5 Questions Gov. Walker Should Answer At Tonight’s Debate

5 Questions Gov. Walker Should Answer At Tonight's Debate

MADISON, Wis. — Questions continue to mount about Gov. Walker’s candor on serious issues, including his involvement in the secret John Doe investigation of corruption and illegal campaigning by close aides and associates and video showing him telling campaign contributors a very different story than the public. One Wisconsin Now Deputy Director Mike Browne called on Gov. Walker to address the questions about the integrity of his administration in tonight’s debate.

Browne said, “There are serious questions about the candor of Gov. Walker and his administration. Instead of stonewalling and delivering the same old, non-responsive talking points, Gov. Walker could take the opportunity at tonight’s debate to speak directly, and truthfully, to the people of Wisconsin.”

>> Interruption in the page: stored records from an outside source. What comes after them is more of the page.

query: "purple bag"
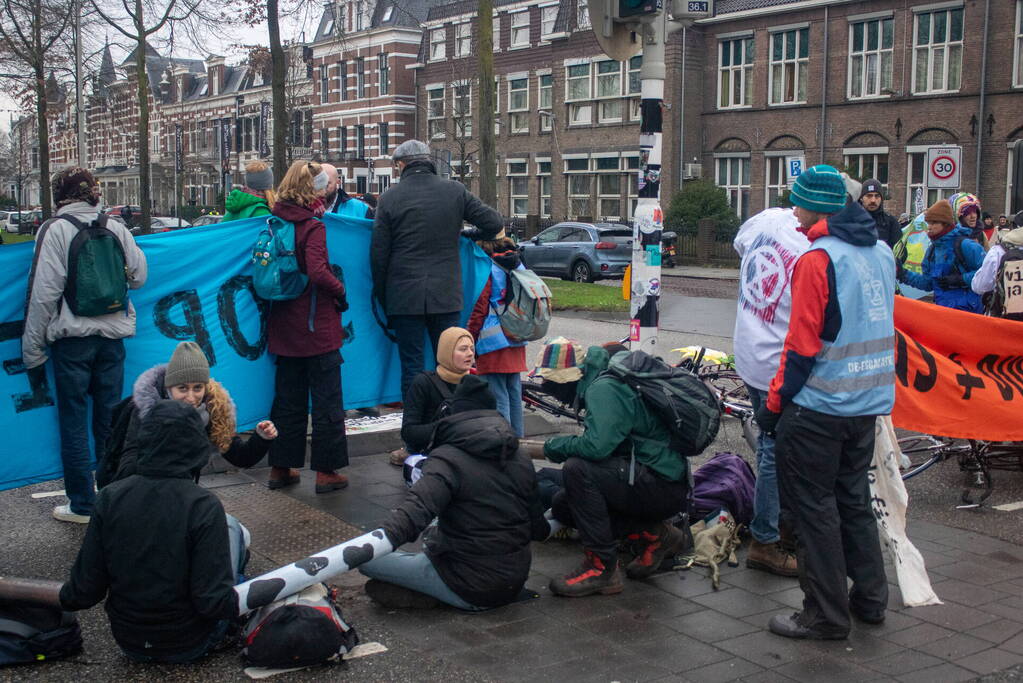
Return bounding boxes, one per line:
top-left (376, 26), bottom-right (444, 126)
top-left (692, 453), bottom-right (757, 526)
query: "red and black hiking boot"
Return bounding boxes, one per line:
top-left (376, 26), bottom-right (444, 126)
top-left (625, 521), bottom-right (688, 579)
top-left (550, 550), bottom-right (623, 597)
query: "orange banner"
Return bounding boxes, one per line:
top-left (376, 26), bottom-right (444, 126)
top-left (892, 297), bottom-right (1023, 441)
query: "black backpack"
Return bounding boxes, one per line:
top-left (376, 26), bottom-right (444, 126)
top-left (59, 214), bottom-right (128, 318)
top-left (606, 351), bottom-right (721, 457)
top-left (0, 605), bottom-right (82, 666)
top-left (988, 246), bottom-right (1023, 320)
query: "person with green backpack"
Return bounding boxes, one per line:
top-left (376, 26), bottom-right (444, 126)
top-left (21, 167), bottom-right (147, 523)
top-left (220, 161), bottom-right (275, 223)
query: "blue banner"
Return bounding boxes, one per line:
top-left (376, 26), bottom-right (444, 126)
top-left (0, 214), bottom-right (490, 490)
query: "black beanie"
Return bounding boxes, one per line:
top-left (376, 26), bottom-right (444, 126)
top-left (857, 178), bottom-right (885, 199)
top-left (448, 374), bottom-right (497, 415)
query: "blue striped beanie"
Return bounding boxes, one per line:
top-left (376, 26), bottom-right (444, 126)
top-left (789, 164), bottom-right (845, 214)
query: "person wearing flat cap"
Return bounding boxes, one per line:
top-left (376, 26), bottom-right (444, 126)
top-left (221, 161), bottom-right (275, 223)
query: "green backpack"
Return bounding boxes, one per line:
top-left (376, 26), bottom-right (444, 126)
top-left (58, 215), bottom-right (128, 318)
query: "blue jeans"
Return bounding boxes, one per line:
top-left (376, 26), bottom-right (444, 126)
top-left (50, 335), bottom-right (125, 515)
top-left (480, 372), bottom-right (526, 437)
top-left (388, 311), bottom-right (461, 401)
top-left (746, 384), bottom-right (781, 543)
top-left (359, 550), bottom-right (486, 611)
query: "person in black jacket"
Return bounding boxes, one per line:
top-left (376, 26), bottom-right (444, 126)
top-left (369, 140), bottom-right (502, 400)
top-left (859, 178), bottom-right (902, 248)
top-left (60, 401), bottom-right (244, 664)
top-left (360, 375), bottom-right (550, 611)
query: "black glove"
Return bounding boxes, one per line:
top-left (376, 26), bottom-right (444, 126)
top-left (934, 271), bottom-right (966, 289)
top-left (757, 402), bottom-right (782, 437)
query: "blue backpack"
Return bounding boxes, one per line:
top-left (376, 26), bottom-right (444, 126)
top-left (253, 216), bottom-right (309, 302)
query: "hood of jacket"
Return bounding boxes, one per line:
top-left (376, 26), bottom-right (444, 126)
top-left (224, 187), bottom-right (267, 214)
top-left (138, 400), bottom-right (210, 479)
top-left (433, 410), bottom-right (519, 461)
top-left (806, 201), bottom-right (878, 246)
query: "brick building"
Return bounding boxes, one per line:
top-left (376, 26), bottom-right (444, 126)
top-left (686, 0), bottom-right (1023, 217)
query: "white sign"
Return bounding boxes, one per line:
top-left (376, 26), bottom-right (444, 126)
top-left (785, 156), bottom-right (806, 185)
top-left (927, 147), bottom-right (963, 189)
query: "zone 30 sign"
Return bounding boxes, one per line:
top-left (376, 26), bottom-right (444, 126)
top-left (927, 147), bottom-right (963, 189)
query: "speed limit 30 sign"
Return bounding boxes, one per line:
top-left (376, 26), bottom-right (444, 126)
top-left (927, 147), bottom-right (963, 189)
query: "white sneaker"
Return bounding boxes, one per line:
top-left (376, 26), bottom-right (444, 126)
top-left (53, 503), bottom-right (89, 525)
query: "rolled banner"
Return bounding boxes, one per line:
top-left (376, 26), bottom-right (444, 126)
top-left (234, 529), bottom-right (394, 616)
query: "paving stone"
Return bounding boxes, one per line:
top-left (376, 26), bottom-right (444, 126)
top-left (955, 647), bottom-right (1023, 675)
top-left (661, 609), bottom-right (759, 645)
top-left (685, 657), bottom-right (770, 683)
top-left (898, 663), bottom-right (977, 683)
top-left (967, 612), bottom-right (1023, 644)
top-left (916, 633), bottom-right (991, 659)
top-left (863, 649), bottom-right (942, 676)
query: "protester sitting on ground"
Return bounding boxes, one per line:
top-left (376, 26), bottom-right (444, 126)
top-left (96, 342), bottom-right (277, 487)
top-left (391, 327), bottom-right (476, 466)
top-left (732, 206), bottom-right (806, 577)
top-left (527, 338), bottom-right (688, 597)
top-left (898, 199), bottom-right (984, 313)
top-left (267, 162), bottom-right (348, 493)
top-left (21, 167), bottom-right (147, 523)
top-left (220, 162), bottom-right (275, 223)
top-left (60, 401), bottom-right (248, 664)
top-left (359, 375), bottom-right (550, 611)
top-left (469, 237), bottom-right (526, 437)
top-left (970, 211), bottom-right (1023, 320)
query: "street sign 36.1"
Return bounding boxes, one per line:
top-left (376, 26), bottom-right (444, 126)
top-left (927, 146), bottom-right (963, 189)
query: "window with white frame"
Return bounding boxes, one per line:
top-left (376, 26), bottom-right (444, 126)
top-left (510, 9), bottom-right (529, 47)
top-left (576, 0), bottom-right (589, 31)
top-left (451, 83), bottom-right (473, 139)
top-left (565, 62), bottom-right (592, 126)
top-left (913, 7), bottom-right (963, 95)
top-left (536, 160), bottom-right (550, 218)
top-left (454, 21), bottom-right (473, 57)
top-left (768, 29), bottom-right (810, 104)
top-left (908, 151), bottom-right (955, 213)
top-left (1013, 0), bottom-right (1023, 88)
top-left (540, 5), bottom-right (558, 38)
top-left (717, 34), bottom-right (757, 109)
top-left (843, 149), bottom-right (888, 187)
top-left (427, 87), bottom-right (445, 140)
top-left (849, 16), bottom-right (895, 99)
top-left (596, 60), bottom-right (622, 122)
top-left (430, 29), bottom-right (447, 61)
top-left (593, 156), bottom-right (622, 219)
top-left (537, 74), bottom-right (554, 131)
top-left (508, 162), bottom-right (529, 216)
top-left (508, 77), bottom-right (529, 135)
top-left (714, 156), bottom-right (750, 221)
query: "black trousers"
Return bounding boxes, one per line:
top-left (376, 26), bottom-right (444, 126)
top-left (551, 457), bottom-right (686, 564)
top-left (269, 351), bottom-right (348, 472)
top-left (775, 404), bottom-right (888, 634)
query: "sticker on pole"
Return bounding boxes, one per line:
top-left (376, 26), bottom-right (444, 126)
top-left (927, 147), bottom-right (963, 189)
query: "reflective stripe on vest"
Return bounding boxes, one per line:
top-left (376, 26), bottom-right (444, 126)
top-left (793, 237), bottom-right (895, 416)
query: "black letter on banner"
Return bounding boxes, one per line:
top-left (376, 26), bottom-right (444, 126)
top-left (0, 320), bottom-right (53, 413)
top-left (217, 275), bottom-right (270, 361)
top-left (152, 289), bottom-right (217, 367)
top-left (977, 354), bottom-right (1013, 401)
top-left (330, 263), bottom-right (355, 346)
top-left (948, 353), bottom-right (984, 401)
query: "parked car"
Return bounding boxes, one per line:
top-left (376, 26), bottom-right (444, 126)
top-left (192, 215), bottom-right (224, 227)
top-left (519, 221), bottom-right (632, 282)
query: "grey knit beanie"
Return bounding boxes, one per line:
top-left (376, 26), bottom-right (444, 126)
top-left (164, 342), bottom-right (210, 388)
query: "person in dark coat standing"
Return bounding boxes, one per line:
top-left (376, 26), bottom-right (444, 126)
top-left (359, 375), bottom-right (550, 611)
top-left (267, 162), bottom-right (348, 493)
top-left (859, 178), bottom-right (902, 248)
top-left (369, 140), bottom-right (502, 397)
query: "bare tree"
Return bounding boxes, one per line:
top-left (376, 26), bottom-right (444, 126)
top-left (0, 0), bottom-right (73, 218)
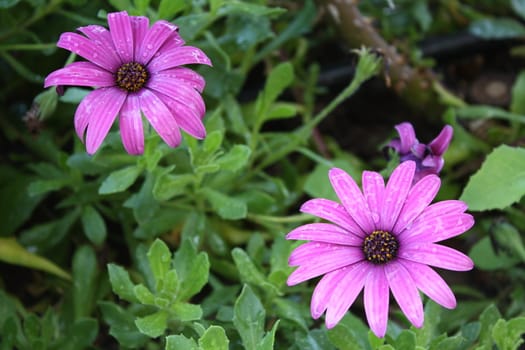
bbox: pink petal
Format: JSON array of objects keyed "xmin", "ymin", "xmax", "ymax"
[
  {"xmin": 396, "ymin": 123, "xmax": 418, "ymax": 153},
  {"xmin": 385, "ymin": 262, "xmax": 424, "ymax": 328},
  {"xmin": 119, "ymin": 94, "xmax": 144, "ymax": 154},
  {"xmin": 138, "ymin": 89, "xmax": 181, "ymax": 147},
  {"xmin": 310, "ymin": 267, "xmax": 346, "ymax": 319},
  {"xmin": 286, "ymin": 223, "xmax": 363, "ymax": 246},
  {"xmin": 381, "ymin": 161, "xmax": 416, "ymax": 232},
  {"xmin": 152, "ymin": 92, "xmax": 206, "ymax": 139},
  {"xmin": 361, "ymin": 171, "xmax": 385, "ymax": 229},
  {"xmin": 393, "ymin": 175, "xmax": 441, "ymax": 232},
  {"xmin": 397, "ymin": 243, "xmax": 474, "ymax": 271},
  {"xmin": 83, "ymin": 88, "xmax": 127, "ymax": 154},
  {"xmin": 398, "ymin": 259, "xmax": 456, "ymax": 309},
  {"xmin": 364, "ymin": 265, "xmax": 389, "ymax": 338},
  {"xmin": 287, "ymin": 242, "xmax": 363, "ymax": 286},
  {"xmin": 148, "ymin": 46, "xmax": 211, "ymax": 72},
  {"xmin": 328, "ymin": 168, "xmax": 374, "ymax": 233},
  {"xmin": 57, "ymin": 33, "xmax": 120, "ymax": 72},
  {"xmin": 135, "ymin": 20, "xmax": 178, "ymax": 64},
  {"xmin": 300, "ymin": 198, "xmax": 365, "ymax": 237},
  {"xmin": 108, "ymin": 11, "xmax": 134, "ymax": 62},
  {"xmin": 44, "ymin": 61, "xmax": 115, "ymax": 87},
  {"xmin": 147, "ymin": 74, "xmax": 206, "ymax": 116},
  {"xmin": 399, "ymin": 213, "xmax": 474, "ymax": 244},
  {"xmin": 153, "ymin": 67, "xmax": 206, "ymax": 92},
  {"xmin": 325, "ymin": 262, "xmax": 368, "ymax": 328}
]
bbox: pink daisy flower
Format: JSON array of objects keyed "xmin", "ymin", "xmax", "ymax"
[
  {"xmin": 286, "ymin": 161, "xmax": 474, "ymax": 337},
  {"xmin": 44, "ymin": 11, "xmax": 211, "ymax": 154},
  {"xmin": 388, "ymin": 122, "xmax": 454, "ymax": 181}
]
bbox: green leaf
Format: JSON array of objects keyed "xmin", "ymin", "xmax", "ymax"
[
  {"xmin": 460, "ymin": 145, "xmax": 525, "ymax": 211},
  {"xmin": 73, "ymin": 245, "xmax": 98, "ymax": 320},
  {"xmin": 170, "ymin": 303, "xmax": 202, "ymax": 322},
  {"xmin": 165, "ymin": 334, "xmax": 199, "ymax": 350},
  {"xmin": 135, "ymin": 310, "xmax": 168, "ymax": 338},
  {"xmin": 0, "ymin": 238, "xmax": 71, "ymax": 280},
  {"xmin": 98, "ymin": 165, "xmax": 142, "ymax": 194},
  {"xmin": 98, "ymin": 301, "xmax": 148, "ymax": 349},
  {"xmin": 81, "ymin": 205, "xmax": 107, "ymax": 245},
  {"xmin": 233, "ymin": 285, "xmax": 266, "ymax": 350},
  {"xmin": 469, "ymin": 18, "xmax": 525, "ymax": 39},
  {"xmin": 173, "ymin": 239, "xmax": 210, "ymax": 301},
  {"xmin": 201, "ymin": 187, "xmax": 248, "ymax": 220},
  {"xmin": 148, "ymin": 238, "xmax": 171, "ymax": 284},
  {"xmin": 510, "ymin": 71, "xmax": 525, "ymax": 115},
  {"xmin": 108, "ymin": 264, "xmax": 138, "ymax": 303},
  {"xmin": 216, "ymin": 145, "xmax": 252, "ymax": 171},
  {"xmin": 199, "ymin": 326, "xmax": 230, "ymax": 350}
]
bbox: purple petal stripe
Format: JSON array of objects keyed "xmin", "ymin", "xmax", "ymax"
[
  {"xmin": 364, "ymin": 266, "xmax": 389, "ymax": 338},
  {"xmin": 385, "ymin": 262, "xmax": 424, "ymax": 328},
  {"xmin": 44, "ymin": 61, "xmax": 115, "ymax": 87},
  {"xmin": 300, "ymin": 198, "xmax": 365, "ymax": 237},
  {"xmin": 108, "ymin": 11, "xmax": 134, "ymax": 63},
  {"xmin": 328, "ymin": 168, "xmax": 375, "ymax": 233},
  {"xmin": 286, "ymin": 223, "xmax": 363, "ymax": 246},
  {"xmin": 398, "ymin": 243, "xmax": 474, "ymax": 271},
  {"xmin": 381, "ymin": 161, "xmax": 416, "ymax": 232}
]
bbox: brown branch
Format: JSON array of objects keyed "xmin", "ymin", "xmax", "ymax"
[{"xmin": 318, "ymin": 0, "xmax": 445, "ymax": 118}]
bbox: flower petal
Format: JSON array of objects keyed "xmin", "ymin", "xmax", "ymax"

Straight answers to these 5 questions would help allay concerns:

  • If you are not personally under investigation as part of the “John Doe” criminal probe, how, under Wisconsin law, have you been able to create a legal defense fund?
  • How are we to believe your public statements, like those you made in a televised address in February 2011, regarding your plan to eliminate workplace rights for Wisconsin workers in light of the video of you telling Beloit billionaire Diane Hendricks that this was the “first step” to “divide and conquer” Wisconsin workers?
  • Why did you sign legislation eliminating the ability of women, veterans’, people with disabilities and others to use the state courts to seek redress in cases of wage discrimination — especially in light of Wisconsin’s improved ranking on gender pay equity and concerns about the impact of the legislation raised by a state veterans’ group?
  • Why is your campaign and administration refusing to answer questions about how you recalculated Wisconsin job numbers, and how is it that these state developed numbers came to be in your campaign television ads running the same morning they were released?
  • You recently said your Deputy Chief of Staff in Milwaukee County, Kelly Rindfleisch, was “… doing what she was supposed to do”. If you were that aware of her daily activity, how is it you were unaware of the massive amount of campaign activity she was alleged to be doing in your county executive’s office suite based on the thousands of emails retrieved by investigators?